To determine if these are indeed critical points of the original function with absolute values, check also if the sign changes at these x-values within the context of the piecewise function. Knowing your critical points helps you prepare for the next step in finding extrema using subsequent tests.

The challenge of handling absolute value functions stems from their non-linear, piecewise nature. Here, the function \(y = \left| x^2 - 2x \right| \) is broken into separate expressions depending on whether \(x^2 - 2x\) is positive or negative.

• When \(x^2 - 2x \geq 0\), the function is simply \(y = x^2 - 2x\).
• When \(x^2 - 2x < 0\), you must flip the sign to get \(y = 2x - x^2\).

Identifying the regions where each function applies involves solving \(x^2 - 2x = 0\). This gives the transition points \(x = 0\) and \(x = 2\), which are crucial for drawing the overall graph of the function and understanding where the absolute value affects the curve.

The second derivative test helps to determine the concavity of a function around a critical point, which in turn reveals whether that point is a local maximum, minimum, or a point of inflection (though note that true inflection points require the first derivative to be changing sign as well).

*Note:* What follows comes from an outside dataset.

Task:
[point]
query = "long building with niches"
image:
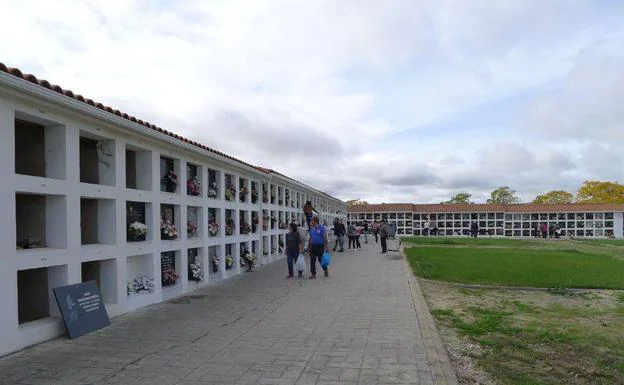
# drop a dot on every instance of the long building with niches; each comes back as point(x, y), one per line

• Calculate the second derivatives for both cases: - For \(y = x^2 - 2x\), you get \(y'' = 2\), which is positive, indicating the graph is concave up near this region. - For \(y = 2x - x^2\), the second derivative is \(y'' = -2\), which is negative, indicating a concave down shape.

Thus, concavity at \(x = 1\) confirms that this critical point is indeed a local minimum for both expressions. This test effectively complements the critical points identification step, reinforcing our conclusions about the extreme points of the function.